Une pratique professionnelle hybride
Pour qui voulait exercer professionnellement ce qui ne sera reconnu que bien plus tard comme de l’urbanisme, il faudra auparavant avoir reçu une formation de premier cycle en ingénierie, en architecture, en architecture du paysage, en géographie ou même en sociologie. Ces professionnels de la première heure sont par la suite parvenus à appliquer leurs connaissances («transversale» avant l’heure) à une échelle invisible pour l’époque (le Québec pré-Révolution tranquille) : celle de l’urbain existant (accommoder l’automobile, faire tabula rasa du reste) et de l’urbain des nouvelles banlieues, alors en explosion. La notion même d’exercer une pratique professionnelle indépendante (sans la béquille de l’ingénierie ou de l’architecture) prendra finalement jusqu’aux années 1960 pour s’implanter.
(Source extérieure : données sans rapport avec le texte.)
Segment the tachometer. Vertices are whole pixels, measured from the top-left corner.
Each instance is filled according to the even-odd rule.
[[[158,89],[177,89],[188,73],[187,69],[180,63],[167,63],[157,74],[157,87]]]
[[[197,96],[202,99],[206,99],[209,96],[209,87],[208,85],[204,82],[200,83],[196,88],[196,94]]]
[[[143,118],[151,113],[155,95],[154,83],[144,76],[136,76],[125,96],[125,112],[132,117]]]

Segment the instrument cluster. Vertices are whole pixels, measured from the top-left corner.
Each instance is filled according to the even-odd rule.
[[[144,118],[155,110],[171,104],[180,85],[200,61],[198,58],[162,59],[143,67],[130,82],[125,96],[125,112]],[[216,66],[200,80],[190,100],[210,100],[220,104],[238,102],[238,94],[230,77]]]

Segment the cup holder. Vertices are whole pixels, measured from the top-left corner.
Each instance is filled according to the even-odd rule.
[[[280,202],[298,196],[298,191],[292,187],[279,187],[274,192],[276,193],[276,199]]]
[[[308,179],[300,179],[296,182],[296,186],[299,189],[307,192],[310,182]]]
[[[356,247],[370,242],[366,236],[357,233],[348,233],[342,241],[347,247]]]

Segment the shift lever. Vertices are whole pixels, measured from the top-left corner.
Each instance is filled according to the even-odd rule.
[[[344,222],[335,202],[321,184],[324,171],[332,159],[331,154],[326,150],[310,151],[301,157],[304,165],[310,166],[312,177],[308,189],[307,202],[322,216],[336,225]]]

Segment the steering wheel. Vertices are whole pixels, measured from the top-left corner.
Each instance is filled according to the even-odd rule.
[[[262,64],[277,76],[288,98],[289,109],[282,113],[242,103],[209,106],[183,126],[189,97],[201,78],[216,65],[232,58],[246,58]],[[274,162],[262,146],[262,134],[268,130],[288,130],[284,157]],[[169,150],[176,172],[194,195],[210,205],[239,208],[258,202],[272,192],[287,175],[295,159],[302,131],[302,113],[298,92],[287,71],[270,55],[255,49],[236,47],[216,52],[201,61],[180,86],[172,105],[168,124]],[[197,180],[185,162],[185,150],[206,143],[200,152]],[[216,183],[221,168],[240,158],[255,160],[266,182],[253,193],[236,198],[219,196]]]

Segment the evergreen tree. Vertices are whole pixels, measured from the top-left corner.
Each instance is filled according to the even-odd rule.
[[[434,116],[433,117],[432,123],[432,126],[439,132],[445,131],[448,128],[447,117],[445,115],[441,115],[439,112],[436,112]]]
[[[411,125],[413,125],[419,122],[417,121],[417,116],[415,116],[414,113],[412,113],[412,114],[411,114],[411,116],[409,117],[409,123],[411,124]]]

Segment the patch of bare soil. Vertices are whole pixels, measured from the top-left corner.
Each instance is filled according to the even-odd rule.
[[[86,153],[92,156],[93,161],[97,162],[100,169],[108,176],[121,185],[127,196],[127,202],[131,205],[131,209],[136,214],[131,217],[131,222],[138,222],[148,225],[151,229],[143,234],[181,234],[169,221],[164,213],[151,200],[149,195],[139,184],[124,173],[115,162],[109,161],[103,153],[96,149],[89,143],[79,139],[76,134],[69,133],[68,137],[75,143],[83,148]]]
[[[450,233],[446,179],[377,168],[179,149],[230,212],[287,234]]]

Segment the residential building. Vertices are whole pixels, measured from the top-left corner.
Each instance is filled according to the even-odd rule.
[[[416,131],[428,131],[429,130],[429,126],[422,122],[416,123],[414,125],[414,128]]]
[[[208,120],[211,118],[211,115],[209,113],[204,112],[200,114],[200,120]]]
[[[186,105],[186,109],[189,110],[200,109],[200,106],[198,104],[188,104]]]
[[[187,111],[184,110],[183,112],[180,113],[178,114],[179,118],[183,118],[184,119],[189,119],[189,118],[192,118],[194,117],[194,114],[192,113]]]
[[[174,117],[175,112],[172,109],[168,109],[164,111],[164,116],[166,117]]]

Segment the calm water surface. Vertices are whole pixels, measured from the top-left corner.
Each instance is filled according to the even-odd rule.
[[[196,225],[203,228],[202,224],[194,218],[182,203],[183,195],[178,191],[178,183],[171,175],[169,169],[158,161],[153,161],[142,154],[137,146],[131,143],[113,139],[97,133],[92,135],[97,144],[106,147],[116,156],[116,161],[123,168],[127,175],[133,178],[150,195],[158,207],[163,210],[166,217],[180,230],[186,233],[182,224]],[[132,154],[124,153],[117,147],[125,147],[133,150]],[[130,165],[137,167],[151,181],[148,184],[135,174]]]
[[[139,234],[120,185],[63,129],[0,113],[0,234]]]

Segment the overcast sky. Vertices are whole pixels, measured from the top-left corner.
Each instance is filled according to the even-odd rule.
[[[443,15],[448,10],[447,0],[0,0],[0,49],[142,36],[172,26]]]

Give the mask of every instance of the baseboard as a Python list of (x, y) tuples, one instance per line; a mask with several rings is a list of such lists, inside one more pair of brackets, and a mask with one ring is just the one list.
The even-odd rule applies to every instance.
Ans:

Je ne sais pas si c’est l’héritage de la formation hybride, mais même après le montage de curriculum universitaire local, une forte résistance à l’admission dans la profession des étudiants issus des programmes de baccalauréat en urbanisme a longtemps persisté. Aujourd’hui, demeure la question du titre réservé (urbaniste), mais sans l’association avec des actes réservés (contrairement aux professionnels adjacents, qui ont souvent les deux). Ces deux situations seraient-elles liées? Je suis de l’école qu’il en est mieux ainsi pour la viabilité et le potentiel à long terme de la profession.
Pour nous faire réfléchir sur le sens de l’exercice et de la pratique professionnelle, mais aussi sur les limites de nos méthodes et processus, l’ouvrage de Donald A. Schon est particulièrement pertinent. La crise de crédibilité des professionnels et de l’expertise en général est maintenant difficile à ignorer (voir l’ouvrage de Tom Nichols, The Death of Expertise).
Malgré tout, plusieurs possibilités d’exercer à partir d’un terrain solide de recherches et d’actualisation contextuelle existent encore. À moyen terme, une profession d’urbaniste plus ouverte sur ses limites, plus rigoureuse dans l’identification explicite des biais qui encadre ses conclusions et toujours plus tournée vers des résolutions de design inclusives gagnerait dans l’affirmation de notre discipline plurielle.
Publié une première fois le 20 janvier 2022.